THOMAS PIKETTY : "LE GOUVERNEMENT NE PREPARE NI L'AVENIR, NI LE PRESENT DE LA FRANCE"

PS_NPS_11_THOMAS_PIKETTYUn budget 2008 fantaisiste, une croissance en baisse, une dette qui se creuse. La situation économique de la France est en berne. Les choix effectués par le gouvernement la détériorent sans répondre aux craintes profondes des citoyens, ni préparer l’avenir du pays. Entretien avec Thomas Piketty , Directeur d’études à l’EHESS et professeur à l’École d’économie de Paris.

L’élaboration du budget pour l’année 2008 vous semble-t-elle fondée sur des hypothèses sincères ?
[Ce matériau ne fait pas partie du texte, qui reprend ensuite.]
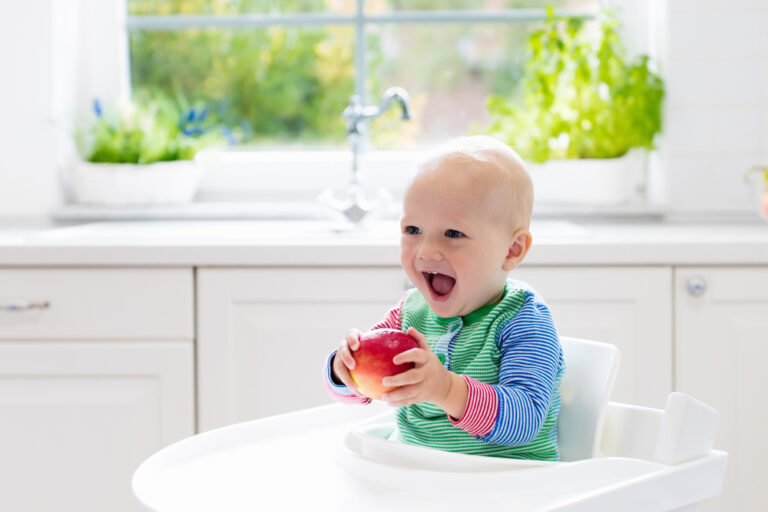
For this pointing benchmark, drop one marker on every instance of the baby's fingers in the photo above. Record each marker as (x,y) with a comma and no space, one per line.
(353,339)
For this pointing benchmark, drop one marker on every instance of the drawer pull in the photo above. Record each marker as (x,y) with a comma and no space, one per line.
(696,286)
(12,305)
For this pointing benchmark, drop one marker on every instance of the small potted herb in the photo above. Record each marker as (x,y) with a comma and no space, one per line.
(142,152)
(581,99)
(758,178)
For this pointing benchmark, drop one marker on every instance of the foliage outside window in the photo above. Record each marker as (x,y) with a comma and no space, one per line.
(581,97)
(287,84)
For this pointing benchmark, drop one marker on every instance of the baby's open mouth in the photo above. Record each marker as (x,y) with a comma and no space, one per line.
(440,284)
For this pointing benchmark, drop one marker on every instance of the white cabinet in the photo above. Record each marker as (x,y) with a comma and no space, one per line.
(630,307)
(95,376)
(721,354)
(264,334)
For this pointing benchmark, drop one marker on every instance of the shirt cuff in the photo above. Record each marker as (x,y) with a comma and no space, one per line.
(340,392)
(482,409)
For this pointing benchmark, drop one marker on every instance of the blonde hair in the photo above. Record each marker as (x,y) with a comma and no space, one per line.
(511,181)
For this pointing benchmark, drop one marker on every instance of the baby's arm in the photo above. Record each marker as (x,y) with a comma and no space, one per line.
(512,412)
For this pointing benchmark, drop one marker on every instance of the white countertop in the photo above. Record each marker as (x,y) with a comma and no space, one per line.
(320,243)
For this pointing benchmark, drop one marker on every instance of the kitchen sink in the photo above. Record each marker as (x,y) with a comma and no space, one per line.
(257,230)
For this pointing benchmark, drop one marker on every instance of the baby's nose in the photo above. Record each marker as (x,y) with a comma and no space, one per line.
(429,251)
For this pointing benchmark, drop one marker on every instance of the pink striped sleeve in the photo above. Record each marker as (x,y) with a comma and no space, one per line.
(482,409)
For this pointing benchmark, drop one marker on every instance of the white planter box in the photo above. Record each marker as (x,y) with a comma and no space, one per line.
(589,181)
(130,184)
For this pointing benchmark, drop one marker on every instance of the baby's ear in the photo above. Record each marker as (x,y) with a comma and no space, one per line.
(518,248)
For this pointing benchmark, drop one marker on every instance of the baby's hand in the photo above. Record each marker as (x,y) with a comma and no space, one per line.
(345,361)
(428,381)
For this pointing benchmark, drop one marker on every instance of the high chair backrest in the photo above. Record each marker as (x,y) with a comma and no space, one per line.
(590,371)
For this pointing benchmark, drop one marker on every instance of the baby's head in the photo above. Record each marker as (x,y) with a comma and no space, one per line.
(466,214)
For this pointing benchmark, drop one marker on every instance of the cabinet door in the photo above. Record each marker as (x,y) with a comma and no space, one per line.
(630,307)
(264,334)
(721,356)
(77,419)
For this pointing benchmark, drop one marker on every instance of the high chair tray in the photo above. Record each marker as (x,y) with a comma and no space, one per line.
(330,458)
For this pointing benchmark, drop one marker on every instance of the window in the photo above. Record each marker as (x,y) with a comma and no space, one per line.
(281,73)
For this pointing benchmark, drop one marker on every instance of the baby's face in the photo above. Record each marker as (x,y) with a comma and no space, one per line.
(452,247)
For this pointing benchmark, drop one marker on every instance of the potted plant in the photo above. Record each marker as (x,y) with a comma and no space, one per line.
(141,153)
(582,101)
(757,177)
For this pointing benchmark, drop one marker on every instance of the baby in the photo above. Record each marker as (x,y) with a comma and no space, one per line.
(489,362)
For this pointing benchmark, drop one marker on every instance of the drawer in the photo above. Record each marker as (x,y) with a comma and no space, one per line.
(117,303)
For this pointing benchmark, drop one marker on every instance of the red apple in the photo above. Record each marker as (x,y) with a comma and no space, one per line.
(373,360)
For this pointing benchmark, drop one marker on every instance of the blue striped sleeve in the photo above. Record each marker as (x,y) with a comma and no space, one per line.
(531,358)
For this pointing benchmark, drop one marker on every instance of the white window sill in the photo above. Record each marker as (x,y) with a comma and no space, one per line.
(274,185)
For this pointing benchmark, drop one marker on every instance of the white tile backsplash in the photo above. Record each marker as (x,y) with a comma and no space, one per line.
(740,33)
(716,108)
(691,82)
(691,34)
(737,82)
(737,131)
(689,130)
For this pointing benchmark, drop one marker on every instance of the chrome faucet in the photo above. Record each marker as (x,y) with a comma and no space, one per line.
(354,203)
(358,115)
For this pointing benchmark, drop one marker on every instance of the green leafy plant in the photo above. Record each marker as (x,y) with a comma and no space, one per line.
(151,128)
(581,97)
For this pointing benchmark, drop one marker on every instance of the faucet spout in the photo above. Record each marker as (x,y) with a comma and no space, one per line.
(401,96)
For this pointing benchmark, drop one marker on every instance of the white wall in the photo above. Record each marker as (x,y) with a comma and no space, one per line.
(56,57)
(715,58)
(28,184)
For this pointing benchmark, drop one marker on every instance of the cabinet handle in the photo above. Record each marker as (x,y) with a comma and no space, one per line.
(696,286)
(12,305)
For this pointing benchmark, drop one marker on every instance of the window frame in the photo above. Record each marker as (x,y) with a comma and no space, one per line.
(232,177)
(359,19)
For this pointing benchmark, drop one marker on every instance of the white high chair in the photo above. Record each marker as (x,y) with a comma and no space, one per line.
(613,457)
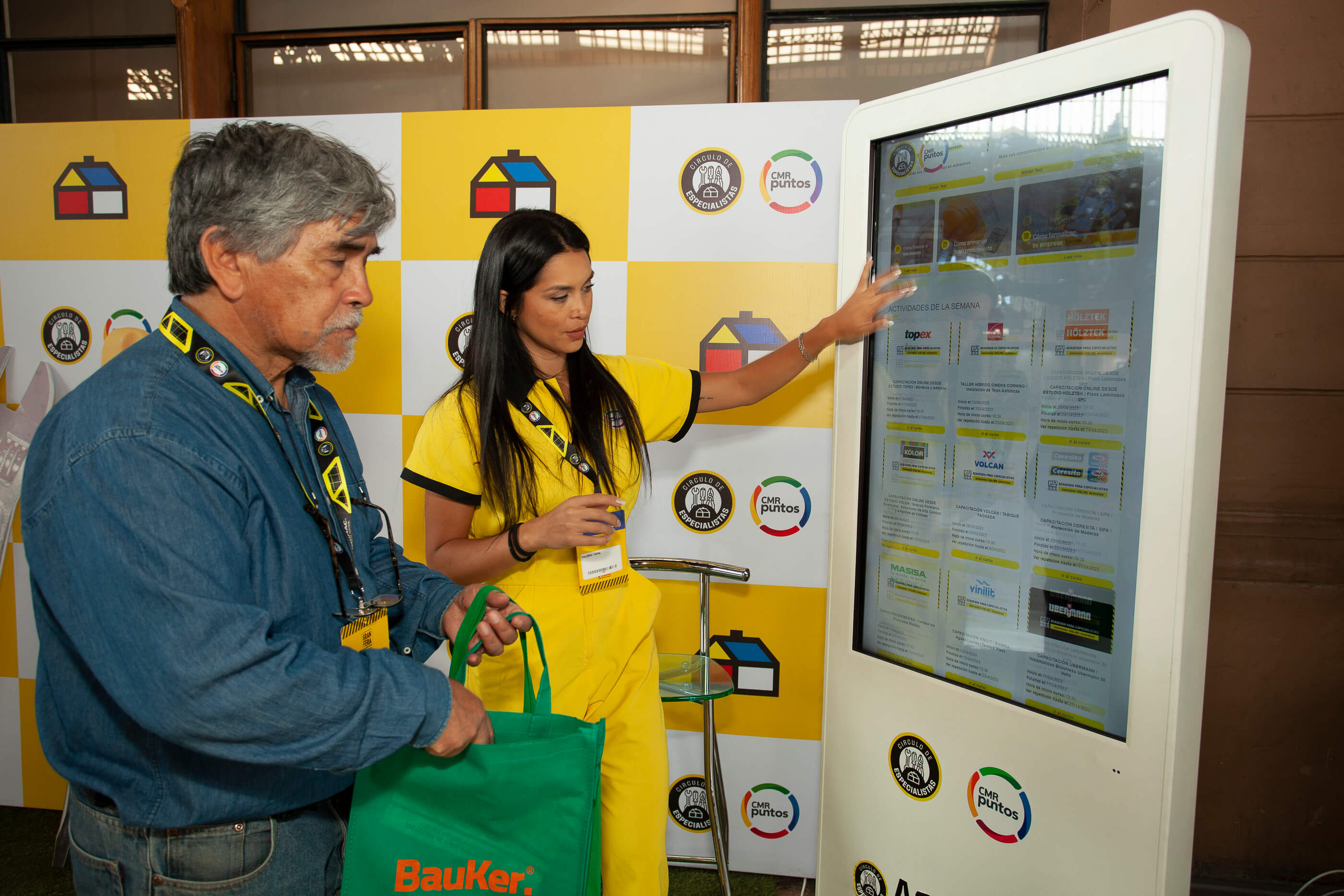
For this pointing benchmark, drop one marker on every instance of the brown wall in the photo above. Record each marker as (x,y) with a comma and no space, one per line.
(1272,757)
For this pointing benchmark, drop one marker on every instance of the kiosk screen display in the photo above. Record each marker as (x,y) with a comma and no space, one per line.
(1006,409)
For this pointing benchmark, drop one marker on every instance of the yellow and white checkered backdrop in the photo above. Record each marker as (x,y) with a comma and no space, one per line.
(703,291)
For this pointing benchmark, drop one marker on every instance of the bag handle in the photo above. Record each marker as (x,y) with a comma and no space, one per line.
(464,648)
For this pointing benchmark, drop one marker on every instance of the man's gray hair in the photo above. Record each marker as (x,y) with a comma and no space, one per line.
(261,183)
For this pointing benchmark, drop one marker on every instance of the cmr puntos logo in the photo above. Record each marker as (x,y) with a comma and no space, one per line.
(770,811)
(780,505)
(999,805)
(788,183)
(412,876)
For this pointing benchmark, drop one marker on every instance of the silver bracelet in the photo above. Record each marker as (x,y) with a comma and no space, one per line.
(804,352)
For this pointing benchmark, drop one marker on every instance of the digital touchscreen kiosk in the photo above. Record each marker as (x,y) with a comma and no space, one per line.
(1006,409)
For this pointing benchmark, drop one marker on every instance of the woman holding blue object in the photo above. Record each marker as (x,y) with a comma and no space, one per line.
(530,464)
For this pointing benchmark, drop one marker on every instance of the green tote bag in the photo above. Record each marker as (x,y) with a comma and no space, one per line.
(521,816)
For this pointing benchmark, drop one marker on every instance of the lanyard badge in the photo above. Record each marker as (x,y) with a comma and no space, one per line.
(600,566)
(372,614)
(605,566)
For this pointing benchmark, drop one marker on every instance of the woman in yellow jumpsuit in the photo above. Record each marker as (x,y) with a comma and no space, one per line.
(511,508)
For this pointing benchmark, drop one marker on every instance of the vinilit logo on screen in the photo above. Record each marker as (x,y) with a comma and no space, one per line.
(1089,323)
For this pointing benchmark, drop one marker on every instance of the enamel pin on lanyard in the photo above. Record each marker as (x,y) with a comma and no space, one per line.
(369,626)
(601,566)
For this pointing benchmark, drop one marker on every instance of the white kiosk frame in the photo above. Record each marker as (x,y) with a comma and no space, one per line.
(1109,816)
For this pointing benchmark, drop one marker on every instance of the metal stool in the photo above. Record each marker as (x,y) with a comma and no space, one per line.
(698,679)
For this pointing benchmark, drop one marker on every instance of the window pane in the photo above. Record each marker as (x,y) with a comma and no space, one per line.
(269,15)
(607,68)
(88,18)
(870,60)
(842,4)
(369,76)
(96,85)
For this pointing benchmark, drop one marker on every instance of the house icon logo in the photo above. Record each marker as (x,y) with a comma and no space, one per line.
(89,191)
(736,342)
(513,182)
(755,669)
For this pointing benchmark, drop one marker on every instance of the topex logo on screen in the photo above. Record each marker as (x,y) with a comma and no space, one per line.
(781,505)
(770,811)
(788,183)
(999,805)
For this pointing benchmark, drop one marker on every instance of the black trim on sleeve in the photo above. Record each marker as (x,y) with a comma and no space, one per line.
(690,414)
(439,488)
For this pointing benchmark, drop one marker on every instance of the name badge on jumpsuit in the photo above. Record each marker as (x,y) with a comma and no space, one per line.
(605,566)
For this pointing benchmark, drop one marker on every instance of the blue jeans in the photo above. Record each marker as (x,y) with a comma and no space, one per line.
(295,853)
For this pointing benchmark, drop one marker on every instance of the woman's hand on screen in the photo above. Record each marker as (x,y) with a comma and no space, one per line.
(576,522)
(859,316)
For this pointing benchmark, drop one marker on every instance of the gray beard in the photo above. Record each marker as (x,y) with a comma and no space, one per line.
(320,363)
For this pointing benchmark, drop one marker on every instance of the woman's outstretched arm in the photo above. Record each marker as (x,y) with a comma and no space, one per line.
(858,317)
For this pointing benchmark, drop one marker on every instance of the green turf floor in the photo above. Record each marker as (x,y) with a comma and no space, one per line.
(26,863)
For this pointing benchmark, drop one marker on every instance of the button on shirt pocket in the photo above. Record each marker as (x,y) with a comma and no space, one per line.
(218,856)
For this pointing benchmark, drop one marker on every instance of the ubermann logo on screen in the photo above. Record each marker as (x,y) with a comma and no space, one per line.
(914,451)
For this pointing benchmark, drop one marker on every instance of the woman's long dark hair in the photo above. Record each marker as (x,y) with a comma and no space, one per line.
(499,369)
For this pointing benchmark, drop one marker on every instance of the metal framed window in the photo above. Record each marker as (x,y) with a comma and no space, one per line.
(615,61)
(351,70)
(863,53)
(89,60)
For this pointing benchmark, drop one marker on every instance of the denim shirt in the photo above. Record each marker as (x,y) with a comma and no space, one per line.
(190,667)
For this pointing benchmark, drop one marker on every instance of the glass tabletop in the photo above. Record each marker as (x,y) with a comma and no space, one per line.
(689,676)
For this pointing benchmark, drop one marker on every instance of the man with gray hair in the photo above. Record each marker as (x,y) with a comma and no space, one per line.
(204,550)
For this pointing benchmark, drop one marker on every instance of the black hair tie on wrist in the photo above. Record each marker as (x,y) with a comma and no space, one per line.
(515,549)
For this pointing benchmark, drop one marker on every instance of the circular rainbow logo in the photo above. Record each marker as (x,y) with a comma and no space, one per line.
(1007,812)
(765,808)
(757,505)
(790,183)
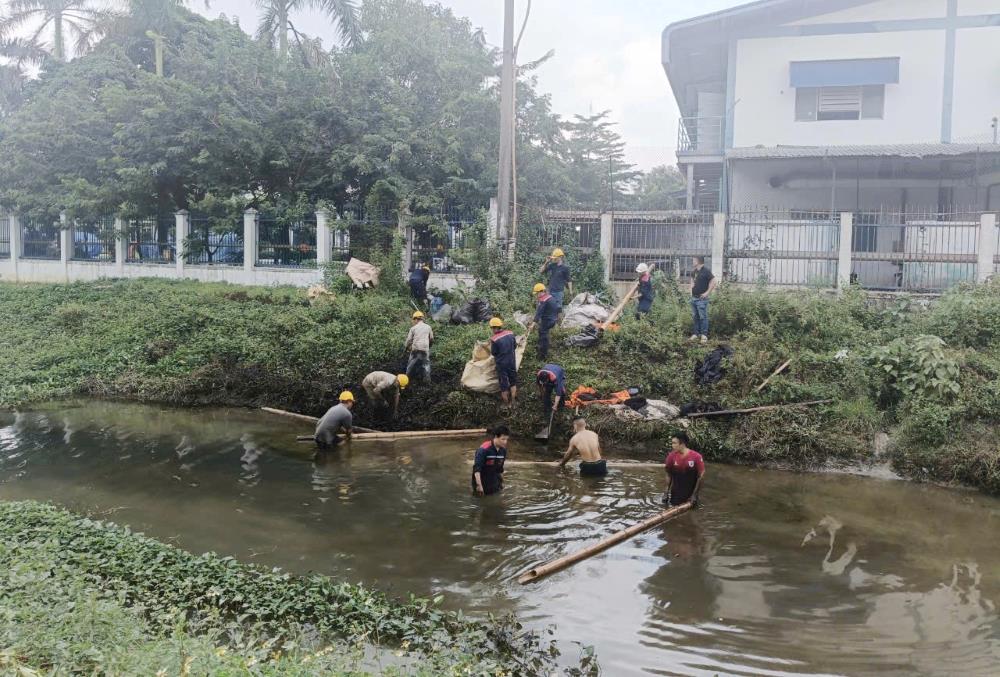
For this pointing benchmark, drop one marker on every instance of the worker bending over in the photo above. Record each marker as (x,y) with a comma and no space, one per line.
(552,387)
(587,444)
(559,275)
(381,386)
(646,291)
(418,344)
(337,418)
(487,469)
(503,347)
(546,316)
(685,470)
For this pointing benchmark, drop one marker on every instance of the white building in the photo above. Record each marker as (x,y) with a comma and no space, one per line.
(883,108)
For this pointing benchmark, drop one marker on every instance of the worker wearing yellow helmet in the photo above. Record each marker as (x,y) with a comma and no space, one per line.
(418,345)
(546,316)
(503,346)
(337,418)
(381,387)
(559,275)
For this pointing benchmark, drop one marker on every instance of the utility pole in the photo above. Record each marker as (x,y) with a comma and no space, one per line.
(506,125)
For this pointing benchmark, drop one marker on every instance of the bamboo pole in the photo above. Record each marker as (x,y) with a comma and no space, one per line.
(552,567)
(769,407)
(773,374)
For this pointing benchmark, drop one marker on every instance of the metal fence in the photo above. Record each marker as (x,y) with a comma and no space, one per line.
(214,243)
(915,249)
(4,236)
(40,240)
(94,239)
(668,239)
(284,244)
(152,240)
(783,247)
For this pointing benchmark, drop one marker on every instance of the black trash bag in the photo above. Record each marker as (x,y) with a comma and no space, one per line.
(710,370)
(588,336)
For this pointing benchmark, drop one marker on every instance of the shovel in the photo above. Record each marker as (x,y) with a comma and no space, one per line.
(543,434)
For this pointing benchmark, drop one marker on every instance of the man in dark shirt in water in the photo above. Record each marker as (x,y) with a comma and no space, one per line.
(685,470)
(487,470)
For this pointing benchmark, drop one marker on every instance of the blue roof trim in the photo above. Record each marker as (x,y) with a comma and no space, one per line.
(845,72)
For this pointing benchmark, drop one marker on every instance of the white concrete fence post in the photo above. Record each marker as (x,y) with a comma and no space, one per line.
(16,248)
(987,247)
(121,245)
(181,231)
(608,244)
(65,243)
(719,221)
(250,228)
(844,260)
(324,238)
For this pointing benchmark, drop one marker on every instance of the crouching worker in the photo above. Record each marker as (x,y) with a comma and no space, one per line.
(587,444)
(381,387)
(503,347)
(338,418)
(685,471)
(487,470)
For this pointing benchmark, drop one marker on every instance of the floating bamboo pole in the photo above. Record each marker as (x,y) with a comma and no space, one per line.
(552,567)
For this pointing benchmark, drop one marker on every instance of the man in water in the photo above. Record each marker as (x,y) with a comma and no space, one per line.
(587,444)
(685,470)
(503,347)
(381,386)
(487,470)
(336,419)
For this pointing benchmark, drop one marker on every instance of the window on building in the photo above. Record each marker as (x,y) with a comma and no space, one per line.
(865,102)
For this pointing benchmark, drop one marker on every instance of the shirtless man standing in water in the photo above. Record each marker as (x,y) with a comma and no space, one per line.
(588,445)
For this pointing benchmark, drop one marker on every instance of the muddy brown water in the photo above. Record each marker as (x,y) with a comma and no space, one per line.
(778,574)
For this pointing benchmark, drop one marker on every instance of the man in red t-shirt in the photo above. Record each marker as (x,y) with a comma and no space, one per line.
(685,471)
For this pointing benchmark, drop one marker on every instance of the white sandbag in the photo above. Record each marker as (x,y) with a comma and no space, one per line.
(480,373)
(362,274)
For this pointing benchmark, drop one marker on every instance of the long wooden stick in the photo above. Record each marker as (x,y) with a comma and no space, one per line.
(548,568)
(729,412)
(628,297)
(773,374)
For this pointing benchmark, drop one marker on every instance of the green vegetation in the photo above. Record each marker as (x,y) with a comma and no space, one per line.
(86,597)
(928,376)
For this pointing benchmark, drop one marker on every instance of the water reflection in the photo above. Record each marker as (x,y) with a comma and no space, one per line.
(779,574)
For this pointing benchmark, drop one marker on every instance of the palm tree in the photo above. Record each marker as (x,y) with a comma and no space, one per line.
(76,19)
(275,22)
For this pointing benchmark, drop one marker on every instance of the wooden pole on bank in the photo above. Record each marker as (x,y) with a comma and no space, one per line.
(543,570)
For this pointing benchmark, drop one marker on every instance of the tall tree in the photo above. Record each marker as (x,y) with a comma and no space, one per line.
(62,20)
(276,23)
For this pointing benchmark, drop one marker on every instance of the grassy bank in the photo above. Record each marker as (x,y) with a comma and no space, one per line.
(928,376)
(87,597)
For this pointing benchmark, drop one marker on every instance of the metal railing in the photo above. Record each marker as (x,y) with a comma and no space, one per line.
(283,244)
(701,134)
(40,240)
(152,240)
(915,249)
(94,239)
(208,245)
(4,236)
(669,239)
(783,247)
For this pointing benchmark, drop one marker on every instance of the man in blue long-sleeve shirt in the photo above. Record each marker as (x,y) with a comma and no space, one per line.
(546,316)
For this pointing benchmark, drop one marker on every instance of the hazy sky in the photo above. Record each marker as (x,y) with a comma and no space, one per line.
(607,57)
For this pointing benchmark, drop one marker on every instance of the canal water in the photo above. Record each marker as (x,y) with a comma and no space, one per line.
(778,573)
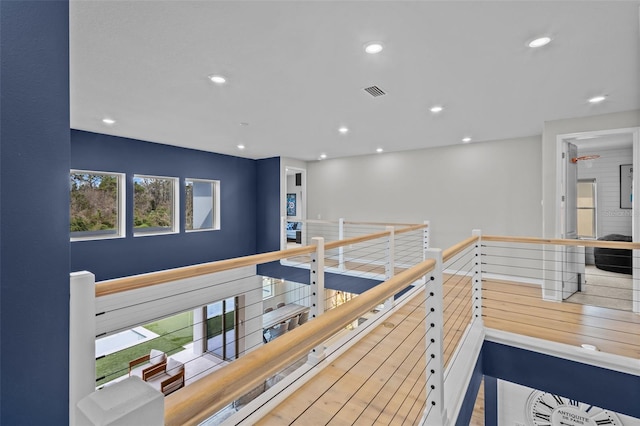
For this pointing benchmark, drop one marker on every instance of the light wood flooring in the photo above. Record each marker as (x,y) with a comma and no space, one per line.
(381,380)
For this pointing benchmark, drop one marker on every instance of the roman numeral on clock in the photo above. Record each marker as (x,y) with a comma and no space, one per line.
(543,416)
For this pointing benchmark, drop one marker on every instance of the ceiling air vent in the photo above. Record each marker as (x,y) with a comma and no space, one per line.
(374,91)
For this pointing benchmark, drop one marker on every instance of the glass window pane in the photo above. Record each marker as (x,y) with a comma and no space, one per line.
(200,204)
(153,204)
(94,205)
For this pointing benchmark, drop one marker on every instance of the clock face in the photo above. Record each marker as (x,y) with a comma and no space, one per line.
(546,409)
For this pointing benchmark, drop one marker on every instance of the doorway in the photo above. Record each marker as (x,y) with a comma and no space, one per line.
(594,152)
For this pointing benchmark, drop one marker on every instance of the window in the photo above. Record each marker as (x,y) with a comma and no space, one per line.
(96,205)
(201,205)
(587,208)
(154,205)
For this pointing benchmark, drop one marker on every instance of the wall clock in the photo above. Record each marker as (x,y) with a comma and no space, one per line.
(546,409)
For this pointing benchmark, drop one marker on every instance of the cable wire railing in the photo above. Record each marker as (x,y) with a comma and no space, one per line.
(415,368)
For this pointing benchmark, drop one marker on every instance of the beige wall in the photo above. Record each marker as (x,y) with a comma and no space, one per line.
(551,131)
(494,186)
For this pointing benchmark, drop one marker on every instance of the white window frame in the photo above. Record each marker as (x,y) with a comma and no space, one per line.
(122,222)
(215,207)
(175,214)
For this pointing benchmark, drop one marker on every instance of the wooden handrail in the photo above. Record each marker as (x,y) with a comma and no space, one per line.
(203,398)
(563,242)
(455,249)
(380,223)
(355,240)
(118,285)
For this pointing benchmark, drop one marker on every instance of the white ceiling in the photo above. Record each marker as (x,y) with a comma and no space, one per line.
(296,71)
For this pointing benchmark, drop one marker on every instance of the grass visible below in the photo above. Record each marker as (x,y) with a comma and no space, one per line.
(173,333)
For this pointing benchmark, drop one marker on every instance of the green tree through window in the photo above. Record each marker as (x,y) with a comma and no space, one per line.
(94,204)
(153,204)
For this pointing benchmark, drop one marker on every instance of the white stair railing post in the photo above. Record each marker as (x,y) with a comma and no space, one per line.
(82,340)
(390,264)
(476,293)
(425,239)
(317,293)
(341,266)
(435,411)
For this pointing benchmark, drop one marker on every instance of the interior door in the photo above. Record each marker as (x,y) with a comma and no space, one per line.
(571,255)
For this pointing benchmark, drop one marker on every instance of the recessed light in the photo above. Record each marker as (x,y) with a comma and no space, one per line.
(373,47)
(539,42)
(218,79)
(597,99)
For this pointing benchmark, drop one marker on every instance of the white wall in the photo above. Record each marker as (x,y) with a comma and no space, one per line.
(611,219)
(493,185)
(551,131)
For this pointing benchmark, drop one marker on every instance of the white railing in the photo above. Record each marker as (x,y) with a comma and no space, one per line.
(452,281)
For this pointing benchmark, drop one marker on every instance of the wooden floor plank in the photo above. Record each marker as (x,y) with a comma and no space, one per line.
(381,379)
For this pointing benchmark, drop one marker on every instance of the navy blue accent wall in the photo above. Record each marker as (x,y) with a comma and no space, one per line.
(34,212)
(490,401)
(346,283)
(464,416)
(615,391)
(134,255)
(268,196)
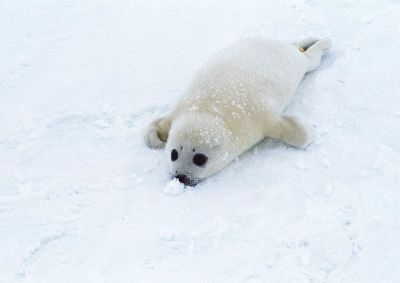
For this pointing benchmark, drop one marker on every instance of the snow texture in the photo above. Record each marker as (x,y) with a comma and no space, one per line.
(82,198)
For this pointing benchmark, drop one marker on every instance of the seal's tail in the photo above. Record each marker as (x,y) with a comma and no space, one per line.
(314,49)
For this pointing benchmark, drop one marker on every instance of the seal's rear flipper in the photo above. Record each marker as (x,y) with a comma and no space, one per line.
(314,49)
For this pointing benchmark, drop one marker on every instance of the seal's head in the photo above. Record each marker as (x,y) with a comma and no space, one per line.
(197,147)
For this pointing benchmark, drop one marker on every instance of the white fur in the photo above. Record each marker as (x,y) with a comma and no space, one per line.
(235,100)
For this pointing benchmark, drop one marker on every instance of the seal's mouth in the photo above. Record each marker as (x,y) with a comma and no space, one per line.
(186,179)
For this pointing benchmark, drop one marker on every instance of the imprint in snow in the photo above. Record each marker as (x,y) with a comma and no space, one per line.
(173,188)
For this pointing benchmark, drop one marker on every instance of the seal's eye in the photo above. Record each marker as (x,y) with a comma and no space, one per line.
(174,155)
(200,159)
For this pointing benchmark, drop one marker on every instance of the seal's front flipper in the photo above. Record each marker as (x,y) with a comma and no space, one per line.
(156,133)
(291,131)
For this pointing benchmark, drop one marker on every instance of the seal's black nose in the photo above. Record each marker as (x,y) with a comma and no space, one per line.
(185,179)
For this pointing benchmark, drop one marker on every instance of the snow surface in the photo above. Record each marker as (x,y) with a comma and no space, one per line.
(82,198)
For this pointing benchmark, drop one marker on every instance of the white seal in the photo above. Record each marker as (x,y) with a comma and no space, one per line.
(236,100)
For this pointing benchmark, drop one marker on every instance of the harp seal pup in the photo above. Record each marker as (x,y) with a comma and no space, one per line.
(234,101)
Les hypothèses retenues à l’époque, notamment en matière de croissance, étaient déjà très optimistes et le sont encore plus aujourd’hui. La croissance tournera vraisemblablement autour de 1,5%. En vérité, dans les six mois qui ont suivi l’adoption du paquet fiscal en juillet dernier, avant même que les effets de la crise internationale et financière se fassent sentir, les prévisions de croissance avaient baissé.

Mais, dès le départ, sans ce ralentissement de la croissance, les choix faits par le gouvernement repoussaient aux calendes grecques la réduction du déficit budgétaire. Le gouvernement a clairement fait le choix de gonfler ce déficit sans pour autant investir dans l’avenir, c’est-à-dire l’économie de la connaissance, la formation, la recherche et l’innovation.

De surcroît, les mesures censées provoquer un choc de croissance ont, au contraire, contribué à une perte de confiance des Français sur leur pouvoir d’achat. Personne n’avait jamais vu une détérioration aussi rapide de la confiance des ménages après une élection présidentielle !

Que peut-on prévoir en termes de dette publique ?

La dette va continuer d’augmenter dans les années qui viennent. Elle devrait s’approcher de 65% du PIB à l’horizon 2009-2010. Actuellement, cela signifie que chaque année, la France paye en intérêts de la dette l’équivalent du budget de l’Éducation nationale. Plus on laisse filer la dette, plus l’État se prive de marge de manœuvre pour la suite.

Si la dette n’atteignait pas un tel niveau, on pourrait financer les investissements dans l’avenir. Le problème ici est de pouvoir garantir la capacité de l’État à financer les dépenses publiques ou sociales dont ont besoin les citoyens.

Le gouvernement n’est tout simplement pas crédible d’un point de vue budgétaire.

La balance commerciale est dans le rouge. Entre 1997 et 2002, elle était pourtant excédentaire. Comment expliquer cette différence alors même que nos principaux voisins européens enregistrent des améliorations ?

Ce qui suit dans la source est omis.